Eventually the induction concludes:
“Metabolizing the possibility of feeding all the hunger with that which feels weightless and light. Maybe even lightning the load so that you can possibly imagine the impossible levity of shedding those endless pounds of lard that you put into your mouth and become your massive hips, legs, stomach…straining your back, yearning to feel comfort. And you really can possibly, maybe give your subconscious mind permission to offer relief and nourishment. Feeding the hunger with every breath, like a garden receiving a rainfall. Soaking it all in with every breath, feeding those empty spaces until you feel so full with a weightless levity. And you really can not not allow that? Can you not not?”

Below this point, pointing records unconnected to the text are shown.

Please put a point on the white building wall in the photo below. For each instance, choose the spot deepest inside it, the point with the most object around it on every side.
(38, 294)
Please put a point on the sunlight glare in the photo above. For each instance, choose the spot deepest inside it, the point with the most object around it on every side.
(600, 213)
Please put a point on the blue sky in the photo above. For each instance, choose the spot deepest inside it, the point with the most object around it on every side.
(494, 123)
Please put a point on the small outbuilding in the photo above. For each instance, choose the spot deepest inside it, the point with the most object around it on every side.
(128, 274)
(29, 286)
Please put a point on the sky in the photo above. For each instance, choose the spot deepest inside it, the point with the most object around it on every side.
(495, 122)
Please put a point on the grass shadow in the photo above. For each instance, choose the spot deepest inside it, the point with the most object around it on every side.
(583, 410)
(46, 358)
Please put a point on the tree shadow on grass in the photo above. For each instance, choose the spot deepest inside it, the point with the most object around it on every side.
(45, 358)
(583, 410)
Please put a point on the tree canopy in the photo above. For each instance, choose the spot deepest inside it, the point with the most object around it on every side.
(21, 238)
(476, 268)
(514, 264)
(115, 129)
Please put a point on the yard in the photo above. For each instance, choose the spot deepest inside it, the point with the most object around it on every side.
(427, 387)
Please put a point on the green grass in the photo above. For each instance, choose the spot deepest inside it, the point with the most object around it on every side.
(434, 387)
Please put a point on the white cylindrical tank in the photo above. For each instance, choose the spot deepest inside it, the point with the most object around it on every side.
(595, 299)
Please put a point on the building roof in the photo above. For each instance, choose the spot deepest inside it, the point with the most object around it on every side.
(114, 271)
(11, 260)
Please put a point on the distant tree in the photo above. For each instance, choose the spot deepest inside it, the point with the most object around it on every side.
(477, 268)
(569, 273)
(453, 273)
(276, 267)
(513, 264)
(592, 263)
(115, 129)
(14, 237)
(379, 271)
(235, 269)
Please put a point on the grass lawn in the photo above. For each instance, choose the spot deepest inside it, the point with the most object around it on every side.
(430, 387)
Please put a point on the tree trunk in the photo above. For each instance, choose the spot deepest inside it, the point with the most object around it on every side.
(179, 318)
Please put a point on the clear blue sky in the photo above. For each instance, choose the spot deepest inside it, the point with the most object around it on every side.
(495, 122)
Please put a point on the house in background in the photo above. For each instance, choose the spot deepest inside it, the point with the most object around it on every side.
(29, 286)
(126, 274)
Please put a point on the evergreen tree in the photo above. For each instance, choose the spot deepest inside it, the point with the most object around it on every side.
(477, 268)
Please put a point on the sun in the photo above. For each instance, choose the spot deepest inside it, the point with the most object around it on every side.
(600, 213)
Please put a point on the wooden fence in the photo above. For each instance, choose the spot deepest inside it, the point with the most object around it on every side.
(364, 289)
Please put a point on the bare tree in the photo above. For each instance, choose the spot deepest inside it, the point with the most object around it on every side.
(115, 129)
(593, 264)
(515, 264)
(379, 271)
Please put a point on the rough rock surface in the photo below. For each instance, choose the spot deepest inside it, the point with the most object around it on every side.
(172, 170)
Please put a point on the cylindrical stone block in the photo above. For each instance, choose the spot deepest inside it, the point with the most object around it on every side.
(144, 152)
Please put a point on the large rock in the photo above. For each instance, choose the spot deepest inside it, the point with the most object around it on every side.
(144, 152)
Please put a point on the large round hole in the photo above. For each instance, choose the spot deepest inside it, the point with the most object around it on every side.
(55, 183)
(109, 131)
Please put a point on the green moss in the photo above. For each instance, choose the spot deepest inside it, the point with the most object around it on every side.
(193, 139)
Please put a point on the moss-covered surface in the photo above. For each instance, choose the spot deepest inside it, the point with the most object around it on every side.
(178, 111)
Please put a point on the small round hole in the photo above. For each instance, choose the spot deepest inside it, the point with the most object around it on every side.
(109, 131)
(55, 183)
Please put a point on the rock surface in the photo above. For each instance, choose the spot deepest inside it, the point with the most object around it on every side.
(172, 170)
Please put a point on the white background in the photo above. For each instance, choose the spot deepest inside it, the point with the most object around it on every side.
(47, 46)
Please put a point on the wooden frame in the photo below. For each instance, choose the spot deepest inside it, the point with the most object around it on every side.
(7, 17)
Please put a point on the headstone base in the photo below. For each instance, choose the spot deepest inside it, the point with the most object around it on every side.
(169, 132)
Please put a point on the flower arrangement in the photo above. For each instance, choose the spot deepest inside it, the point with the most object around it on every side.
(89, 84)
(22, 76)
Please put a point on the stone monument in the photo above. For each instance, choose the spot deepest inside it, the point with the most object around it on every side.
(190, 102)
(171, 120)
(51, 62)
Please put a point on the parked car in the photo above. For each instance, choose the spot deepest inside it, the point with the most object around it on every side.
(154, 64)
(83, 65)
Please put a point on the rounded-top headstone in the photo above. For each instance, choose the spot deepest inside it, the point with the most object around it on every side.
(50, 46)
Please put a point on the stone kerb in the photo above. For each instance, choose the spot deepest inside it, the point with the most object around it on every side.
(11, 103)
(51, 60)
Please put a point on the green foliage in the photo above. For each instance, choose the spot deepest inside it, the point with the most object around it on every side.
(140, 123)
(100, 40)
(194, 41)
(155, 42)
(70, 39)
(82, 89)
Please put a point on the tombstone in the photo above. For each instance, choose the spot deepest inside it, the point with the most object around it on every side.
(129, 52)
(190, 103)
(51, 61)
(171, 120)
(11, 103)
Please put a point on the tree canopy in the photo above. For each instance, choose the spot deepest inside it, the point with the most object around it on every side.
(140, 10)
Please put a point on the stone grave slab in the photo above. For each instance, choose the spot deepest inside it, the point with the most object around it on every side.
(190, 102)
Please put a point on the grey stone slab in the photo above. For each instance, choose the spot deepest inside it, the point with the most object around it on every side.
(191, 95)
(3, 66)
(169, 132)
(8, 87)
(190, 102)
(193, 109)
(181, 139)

Since it is always the patient who determines if the clinician’s words will effect change, Erickson stressed the importance of “utilization”, accepting and validating the patient’s reality and utilizing the patient’s unique defenses and symptoms to discover the internal creative resources that can lead towards behavioral transformation. By joining the patient’s individual impressions with sundry hypnotic strategies such as word play, story-telling, distraction and confusional techniques, indirect suggestions, anchors and cues, future pacing, and myriad other hypnotic tools, the alteration of symptoms and hence a reframing of one’s perceptions and behavior can result. Additionally deepening one’s connection to the natural unconscious abilities and internal resources responsible for manifesting life-affirming change is an invaluable by-product of the Ericksonian hypnotherapeutic process.